Fat or Fiction?Part of: Fashion , Food , LA , Seinfeld-esque , Slice of Life
I ran into an acquaintance, B, at my local coffeehouse today. She was wearing a fabulous tangerine-colored double breasted pea coat. B is always dressed to the 9’s. I admit, I was impressed she was so stylish at 10AM on a Sunday morning. I was wearing my usual coffeehouse attire: jeans and a black long sleeved shirt.
I usually try to always dress stylishly (like I used to in New York), but for certain activities, I definitely slack. At least I don’t own a pair of Ugg boots (so Malibu and Westside),the ubiquitous Juicy velour track suit, Michael Star’s top, or Abercrombie and Fitch cargo pants. My hair isn’t highlighted blonde every six weeks so I can achieve that California surfer girl look. I wouldn’t want to look like a Westside Barbie doll.
I was complimenting B’s coat and she revealed she had gotten it at Victoria’s Secret. Then she lamented about how her coat and Isaac Mitzrahi ensemble from Target were about two sizes less than her normal size. Generally, I believe 8-10 pounds is one dress size. What if you’re dieting, don’t own a scale, and only shop at Target, Victoria’s Secret and The Gap. I wonder if you could sue them for false advertising leading to false illusions of weight loss. Of course—you can sue anyone for anything in America.
B revealed, “I used to weight 30 more pounds than I do now. I was just a little rounder, but geez we shouldn’t promote fat in America. I learned how to eat better. Women should be losing weight, not feeling better about their fat because they can wear a size 18 at The Gap.”
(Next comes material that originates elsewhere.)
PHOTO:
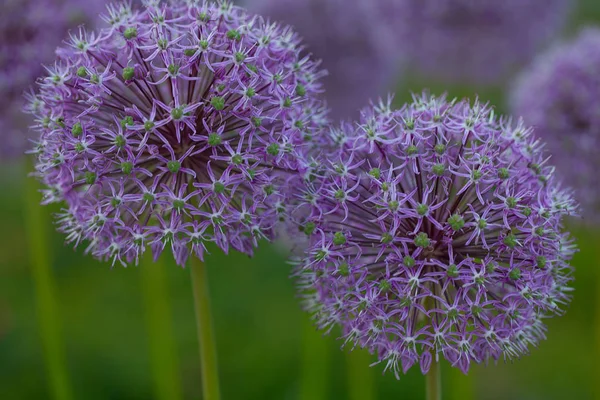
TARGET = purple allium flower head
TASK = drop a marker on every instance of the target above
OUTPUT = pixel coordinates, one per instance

“I can barely fit into Gap clothes anymore,” I admitted. “What about the men’s sizes?”
“Good point,” she said. “I have no idea.”
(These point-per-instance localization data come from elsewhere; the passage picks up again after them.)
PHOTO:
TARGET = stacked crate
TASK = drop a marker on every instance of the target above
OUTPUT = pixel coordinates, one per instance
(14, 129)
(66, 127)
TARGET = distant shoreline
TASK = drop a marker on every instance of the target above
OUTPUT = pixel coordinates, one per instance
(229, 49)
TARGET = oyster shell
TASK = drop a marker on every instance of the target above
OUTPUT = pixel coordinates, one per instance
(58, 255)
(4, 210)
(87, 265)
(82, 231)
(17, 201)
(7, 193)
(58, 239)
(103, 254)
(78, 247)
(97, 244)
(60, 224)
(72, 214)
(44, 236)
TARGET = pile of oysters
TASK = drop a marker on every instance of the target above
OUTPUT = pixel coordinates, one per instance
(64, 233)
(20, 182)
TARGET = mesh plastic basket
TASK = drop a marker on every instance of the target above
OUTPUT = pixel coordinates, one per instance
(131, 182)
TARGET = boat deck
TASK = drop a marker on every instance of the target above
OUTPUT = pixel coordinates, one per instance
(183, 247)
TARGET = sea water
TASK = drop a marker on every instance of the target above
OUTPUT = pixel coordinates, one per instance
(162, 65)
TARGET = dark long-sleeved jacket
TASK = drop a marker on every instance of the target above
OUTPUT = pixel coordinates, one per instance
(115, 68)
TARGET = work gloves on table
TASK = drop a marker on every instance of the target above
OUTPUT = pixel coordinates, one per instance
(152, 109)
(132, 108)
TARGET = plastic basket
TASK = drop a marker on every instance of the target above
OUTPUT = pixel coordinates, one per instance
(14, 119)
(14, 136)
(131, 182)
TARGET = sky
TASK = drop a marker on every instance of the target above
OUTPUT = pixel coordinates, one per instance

Recently a very vain acquaintance of mine admitted she was scared of fat people. It wasn’t that she was prejudiced against them, but was worried that she could be fat one day. I wonder if most people who are prejudiced against fat people feel this way. When I went to Disneyland last year, I found myself cringing at the amount of heavy and unkempt American tourists. I haven’t even been to the states where big people reign.
Edit: I started writing this entry before the Sunday New York Times article on legislating fat came out.
“In what is shaping up to be the great American food fight, there are two increasingly discordant sides. One insists that government must use its legislative power to slim down an increasingly obese nation. In this view, obesity, like smoking, has become a public health crisis and demands a public health solution. In state legislatures, anti-obesity advocates are pushing bills that would add sin taxes for sodas, require calorie counts on restaurant menus and ban "foods of minimum nutritional value" in schools (that means you, Sno-Kone).”
Now this is ridiculous. If they’re going to make laws, it should be about only having organic food and banning certain ingredients like NutraSweet. Also, we should be doing away with false advertising that makes people think SnackWell's are okay to eat because they have less fat.
Arkansas, Pennsylvania, California, Oregon and Massachusetts require schools to send home a weight report card. I wonder if sending parents weight report cards really has an impact. Isn’t this a tad paternalistic? If parents are lying to themselves about their kid’s weight problem, seeing the pounds on paper won’t help. A lot of times parents with fat kids are fat themselves.
People are also overweight for different reasons— it doesn’t always have to do with eating too much. I do agree with the article that nutritional information should be available for ever product. Some people really don’t understand how fattening and unhealthy certain foods are.
I would propose a law that requires all clothing companies to correctly size their clothes. I shouldn’t have to be scared of receiving my Victoria’s Secret order. I ordered my item in the lowest size available: (for that specific item) size 2. If it doesn’t fit me, I might put in a call into my lawyer.